Christian historian Moss says that while the pope supports same-sex civil unions or partnerships, it's not the same as marriage.
"He's not talking about changing the teachings of the Catholic Church or allowing same sex unions to take place as Catholic marriages, as a sacrament inside of churches. But this is a really big shift," says Moss.
"It's something to be noted that he didn't exactly endorse same-sex marriages at this point ... But I hope in time that he may also support same-sex marriages as well," says LGBTQ advocate and professor Kevin Nadal. He's also gay, married and a former Catholic.
"Prior to his leadership, the Catholic Church had been really adamant about LGBTQ identities being pathological, people needing to 'pray the gay away'. And so this simple endorsement, while it doesn't necessarily change the history of homophobia in the Catholic Church, it is definitely a step in the right direction," says Nadal.
When he was an archbishop, Francis endorsed civil unions for gay couples as an alternative to same-sex marriages. Moss says this endorsement can help the church gain access to future Catholics or Catholics they've lost.

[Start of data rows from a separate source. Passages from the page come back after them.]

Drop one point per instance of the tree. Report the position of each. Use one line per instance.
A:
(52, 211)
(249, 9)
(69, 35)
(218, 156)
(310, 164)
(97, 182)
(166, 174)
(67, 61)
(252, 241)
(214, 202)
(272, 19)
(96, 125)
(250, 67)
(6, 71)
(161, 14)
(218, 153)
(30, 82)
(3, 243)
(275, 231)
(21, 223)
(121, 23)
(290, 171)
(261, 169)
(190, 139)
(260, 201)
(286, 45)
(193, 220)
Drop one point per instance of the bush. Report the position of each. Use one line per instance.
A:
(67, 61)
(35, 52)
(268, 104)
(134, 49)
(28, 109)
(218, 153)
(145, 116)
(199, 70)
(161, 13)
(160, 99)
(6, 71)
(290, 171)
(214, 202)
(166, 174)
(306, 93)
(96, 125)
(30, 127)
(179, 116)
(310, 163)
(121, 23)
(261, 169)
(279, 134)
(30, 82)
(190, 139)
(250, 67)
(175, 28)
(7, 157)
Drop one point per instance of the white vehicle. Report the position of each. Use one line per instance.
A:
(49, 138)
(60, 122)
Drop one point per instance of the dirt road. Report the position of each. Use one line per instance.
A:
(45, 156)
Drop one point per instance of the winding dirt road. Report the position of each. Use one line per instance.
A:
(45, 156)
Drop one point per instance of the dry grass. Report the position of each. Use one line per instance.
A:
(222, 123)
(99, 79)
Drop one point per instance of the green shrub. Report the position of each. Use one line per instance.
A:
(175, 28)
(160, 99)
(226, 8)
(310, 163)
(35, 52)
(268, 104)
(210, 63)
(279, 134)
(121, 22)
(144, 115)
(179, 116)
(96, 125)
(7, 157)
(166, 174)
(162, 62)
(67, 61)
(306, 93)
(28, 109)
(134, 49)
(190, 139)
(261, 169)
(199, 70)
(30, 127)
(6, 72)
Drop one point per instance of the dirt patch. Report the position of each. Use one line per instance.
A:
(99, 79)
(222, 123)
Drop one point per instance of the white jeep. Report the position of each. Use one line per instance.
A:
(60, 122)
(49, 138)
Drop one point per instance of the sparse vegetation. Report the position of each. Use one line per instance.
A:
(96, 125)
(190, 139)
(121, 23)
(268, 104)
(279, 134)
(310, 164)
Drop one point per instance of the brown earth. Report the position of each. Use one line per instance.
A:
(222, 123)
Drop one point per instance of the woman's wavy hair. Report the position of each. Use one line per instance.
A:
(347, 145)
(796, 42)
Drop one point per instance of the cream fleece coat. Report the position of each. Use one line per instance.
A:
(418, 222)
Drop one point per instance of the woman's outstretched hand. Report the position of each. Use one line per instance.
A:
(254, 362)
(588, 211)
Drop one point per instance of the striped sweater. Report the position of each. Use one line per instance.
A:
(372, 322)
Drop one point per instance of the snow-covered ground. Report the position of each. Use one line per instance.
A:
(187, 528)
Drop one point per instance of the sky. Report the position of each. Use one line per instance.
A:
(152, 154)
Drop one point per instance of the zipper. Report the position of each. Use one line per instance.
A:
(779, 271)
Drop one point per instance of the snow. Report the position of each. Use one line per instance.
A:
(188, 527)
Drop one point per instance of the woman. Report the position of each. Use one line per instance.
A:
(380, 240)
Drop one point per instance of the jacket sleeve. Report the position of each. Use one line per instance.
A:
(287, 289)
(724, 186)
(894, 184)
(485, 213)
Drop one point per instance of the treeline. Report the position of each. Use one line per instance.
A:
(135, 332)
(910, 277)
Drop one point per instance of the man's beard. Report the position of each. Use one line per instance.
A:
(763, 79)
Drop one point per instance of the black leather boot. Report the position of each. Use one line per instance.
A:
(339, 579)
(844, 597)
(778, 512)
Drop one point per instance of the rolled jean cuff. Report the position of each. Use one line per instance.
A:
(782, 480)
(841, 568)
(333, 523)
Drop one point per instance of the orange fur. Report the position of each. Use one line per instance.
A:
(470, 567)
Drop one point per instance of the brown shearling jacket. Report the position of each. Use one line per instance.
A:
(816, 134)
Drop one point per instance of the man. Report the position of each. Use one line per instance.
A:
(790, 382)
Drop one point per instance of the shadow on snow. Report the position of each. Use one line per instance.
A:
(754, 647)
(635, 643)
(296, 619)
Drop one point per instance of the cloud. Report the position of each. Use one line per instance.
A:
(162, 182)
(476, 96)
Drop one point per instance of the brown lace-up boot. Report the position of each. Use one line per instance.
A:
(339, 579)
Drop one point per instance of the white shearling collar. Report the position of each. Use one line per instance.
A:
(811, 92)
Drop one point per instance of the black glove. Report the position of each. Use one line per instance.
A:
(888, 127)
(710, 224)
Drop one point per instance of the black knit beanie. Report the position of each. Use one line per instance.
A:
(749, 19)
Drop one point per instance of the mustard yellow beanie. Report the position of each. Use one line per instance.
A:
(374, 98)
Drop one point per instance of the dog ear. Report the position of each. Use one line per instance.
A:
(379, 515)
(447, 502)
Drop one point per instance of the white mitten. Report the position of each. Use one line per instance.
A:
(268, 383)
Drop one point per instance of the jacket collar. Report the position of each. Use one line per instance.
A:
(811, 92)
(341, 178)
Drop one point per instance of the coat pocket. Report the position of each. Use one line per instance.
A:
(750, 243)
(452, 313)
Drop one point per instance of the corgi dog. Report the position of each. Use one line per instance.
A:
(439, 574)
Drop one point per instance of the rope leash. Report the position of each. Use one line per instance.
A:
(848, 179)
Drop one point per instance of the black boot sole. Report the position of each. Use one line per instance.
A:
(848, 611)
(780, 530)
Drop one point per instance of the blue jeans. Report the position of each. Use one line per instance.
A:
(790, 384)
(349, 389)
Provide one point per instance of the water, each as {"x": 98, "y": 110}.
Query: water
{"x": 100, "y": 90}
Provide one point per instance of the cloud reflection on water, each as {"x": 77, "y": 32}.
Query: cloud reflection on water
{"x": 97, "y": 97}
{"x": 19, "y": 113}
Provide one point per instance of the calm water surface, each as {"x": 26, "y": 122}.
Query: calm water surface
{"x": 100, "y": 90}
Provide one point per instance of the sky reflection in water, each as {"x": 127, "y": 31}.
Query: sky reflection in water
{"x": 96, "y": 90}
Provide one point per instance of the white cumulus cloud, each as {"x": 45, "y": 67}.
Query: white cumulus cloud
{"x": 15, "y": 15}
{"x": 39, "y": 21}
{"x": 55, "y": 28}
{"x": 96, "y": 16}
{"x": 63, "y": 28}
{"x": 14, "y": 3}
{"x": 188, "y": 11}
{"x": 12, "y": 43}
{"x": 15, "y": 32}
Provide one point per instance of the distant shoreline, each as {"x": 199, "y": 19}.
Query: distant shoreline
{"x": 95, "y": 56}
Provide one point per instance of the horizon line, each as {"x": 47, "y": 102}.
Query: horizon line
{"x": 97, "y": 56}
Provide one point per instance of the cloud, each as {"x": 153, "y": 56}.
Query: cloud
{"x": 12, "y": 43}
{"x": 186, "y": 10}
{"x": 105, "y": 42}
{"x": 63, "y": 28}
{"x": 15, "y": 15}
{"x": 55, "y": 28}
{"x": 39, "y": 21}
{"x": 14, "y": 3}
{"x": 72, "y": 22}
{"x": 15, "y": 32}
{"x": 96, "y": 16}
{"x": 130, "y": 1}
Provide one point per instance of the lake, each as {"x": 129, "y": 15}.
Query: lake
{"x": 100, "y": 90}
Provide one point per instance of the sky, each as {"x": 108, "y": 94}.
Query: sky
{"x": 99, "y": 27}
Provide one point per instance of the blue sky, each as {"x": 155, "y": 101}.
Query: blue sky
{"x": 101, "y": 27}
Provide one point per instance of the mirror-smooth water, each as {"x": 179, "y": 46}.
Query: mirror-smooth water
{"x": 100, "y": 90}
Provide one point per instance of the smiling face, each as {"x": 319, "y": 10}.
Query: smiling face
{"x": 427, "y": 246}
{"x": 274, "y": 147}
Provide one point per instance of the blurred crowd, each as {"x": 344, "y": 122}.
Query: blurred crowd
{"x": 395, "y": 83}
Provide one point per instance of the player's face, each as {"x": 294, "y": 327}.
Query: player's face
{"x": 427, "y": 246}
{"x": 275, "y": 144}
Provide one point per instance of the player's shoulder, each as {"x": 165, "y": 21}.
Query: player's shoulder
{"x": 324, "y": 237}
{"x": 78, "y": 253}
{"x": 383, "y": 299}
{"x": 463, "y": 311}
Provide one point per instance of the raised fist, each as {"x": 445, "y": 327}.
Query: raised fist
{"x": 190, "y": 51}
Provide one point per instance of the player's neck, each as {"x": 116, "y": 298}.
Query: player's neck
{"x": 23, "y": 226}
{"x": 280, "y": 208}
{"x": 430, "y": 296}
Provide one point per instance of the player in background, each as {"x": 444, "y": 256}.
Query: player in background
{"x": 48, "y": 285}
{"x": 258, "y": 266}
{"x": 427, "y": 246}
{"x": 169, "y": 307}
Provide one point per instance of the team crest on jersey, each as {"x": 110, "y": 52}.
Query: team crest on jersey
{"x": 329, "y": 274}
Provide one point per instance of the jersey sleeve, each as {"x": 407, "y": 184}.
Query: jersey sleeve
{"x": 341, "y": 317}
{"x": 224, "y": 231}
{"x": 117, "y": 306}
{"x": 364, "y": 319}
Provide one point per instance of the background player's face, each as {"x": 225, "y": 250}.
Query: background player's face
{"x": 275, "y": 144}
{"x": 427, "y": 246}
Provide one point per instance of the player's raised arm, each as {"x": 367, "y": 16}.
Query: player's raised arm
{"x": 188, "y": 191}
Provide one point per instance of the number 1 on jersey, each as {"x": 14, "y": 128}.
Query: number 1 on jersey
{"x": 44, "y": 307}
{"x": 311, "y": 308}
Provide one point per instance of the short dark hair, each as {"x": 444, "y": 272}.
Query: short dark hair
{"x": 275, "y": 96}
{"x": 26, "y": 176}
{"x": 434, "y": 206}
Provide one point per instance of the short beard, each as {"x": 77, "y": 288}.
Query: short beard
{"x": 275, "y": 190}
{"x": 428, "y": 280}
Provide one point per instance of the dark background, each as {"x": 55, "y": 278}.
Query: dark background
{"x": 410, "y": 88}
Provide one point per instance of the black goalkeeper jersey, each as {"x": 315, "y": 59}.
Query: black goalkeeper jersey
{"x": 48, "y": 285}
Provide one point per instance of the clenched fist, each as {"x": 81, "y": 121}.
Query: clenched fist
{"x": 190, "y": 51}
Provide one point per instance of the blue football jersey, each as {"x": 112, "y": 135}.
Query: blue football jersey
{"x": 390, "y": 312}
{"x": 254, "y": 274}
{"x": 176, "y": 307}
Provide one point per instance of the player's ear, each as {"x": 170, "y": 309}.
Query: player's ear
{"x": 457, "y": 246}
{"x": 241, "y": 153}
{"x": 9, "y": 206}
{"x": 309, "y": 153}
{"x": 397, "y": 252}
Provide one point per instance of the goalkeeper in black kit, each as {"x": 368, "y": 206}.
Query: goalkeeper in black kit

"We're seeing a decline in church attendance, especially among the youth. And as more families get divorced and as more families are same-sex unions and positive relationships that the Catholic Church previously has spoken quite harshly about, the Catholic Church is really hemorrhaging members." says Moss.
Not all Catholics are embracing the pope's endorsement. In a statement, conservative Bishop Thomas Tobin argues it contradicts the teaching of the church and says: "The church cannot support the acceptance of objectively immoral relationships."